Forms and Responses

When we covered HTML a few chapters ago, we only covered the presentation part of HTML. The second part of HTML, and in many ways the part that starts to move us from web sites to web applications is forms.

HTML forms are sets of user interface controls that allow a user to enter data, and have that data transmitted to the web server. All of the user controls you are used to seeing on the web - text boxes, numeric inputs, drop downs, check boxes, and more - they are all HTML form controls - or input controls.
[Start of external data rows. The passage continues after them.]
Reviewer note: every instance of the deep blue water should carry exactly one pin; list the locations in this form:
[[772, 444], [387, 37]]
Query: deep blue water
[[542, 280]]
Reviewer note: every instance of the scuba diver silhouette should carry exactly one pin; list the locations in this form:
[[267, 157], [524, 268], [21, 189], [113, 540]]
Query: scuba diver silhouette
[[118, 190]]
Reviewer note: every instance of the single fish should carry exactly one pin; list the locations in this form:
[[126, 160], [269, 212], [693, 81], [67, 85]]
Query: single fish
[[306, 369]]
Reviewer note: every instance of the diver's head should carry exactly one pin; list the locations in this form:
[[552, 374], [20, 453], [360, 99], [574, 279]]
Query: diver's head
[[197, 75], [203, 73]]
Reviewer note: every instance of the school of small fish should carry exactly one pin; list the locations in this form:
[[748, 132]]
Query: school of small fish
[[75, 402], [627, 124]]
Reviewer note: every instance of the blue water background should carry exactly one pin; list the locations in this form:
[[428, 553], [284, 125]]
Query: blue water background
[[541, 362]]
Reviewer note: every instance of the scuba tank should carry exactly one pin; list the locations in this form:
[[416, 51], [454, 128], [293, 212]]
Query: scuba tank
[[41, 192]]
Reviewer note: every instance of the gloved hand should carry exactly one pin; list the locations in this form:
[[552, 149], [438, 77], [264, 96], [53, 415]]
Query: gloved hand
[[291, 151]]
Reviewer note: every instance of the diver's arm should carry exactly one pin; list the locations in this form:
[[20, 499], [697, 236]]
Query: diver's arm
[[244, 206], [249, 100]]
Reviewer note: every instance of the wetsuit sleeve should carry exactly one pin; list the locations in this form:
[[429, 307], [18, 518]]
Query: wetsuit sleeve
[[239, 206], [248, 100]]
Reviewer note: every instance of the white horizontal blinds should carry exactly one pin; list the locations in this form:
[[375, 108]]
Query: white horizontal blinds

We'll examine each kind of control in this chapter. We'll see the default rendering of those controls, and later on we'll see how to use CSS to customize their appearance. Before reviewing all the different types of controls however, it's really important that we understand the basics.

A simple form

A form is just a <form> element on a standard HTML web page, with one or more controls in side of it. The form element is rendered by the browser as a block element, without any additional special styling. The form element has unique functionality, however. Based on attributes defined on the form element, HTML authors can command the web browser to initiate new HTTP requests to specified URLs, with data the user has input. The browser will then render the response it receives from the web server, just like if a user had clicked on a link or typed in a new URL in the address bar. HTML Forms initiate a normal request/response cycle, just like a click of a hyperlink - the difference is that the request can contain additional data found within the form, and the request may be either an HTTP GET or POST.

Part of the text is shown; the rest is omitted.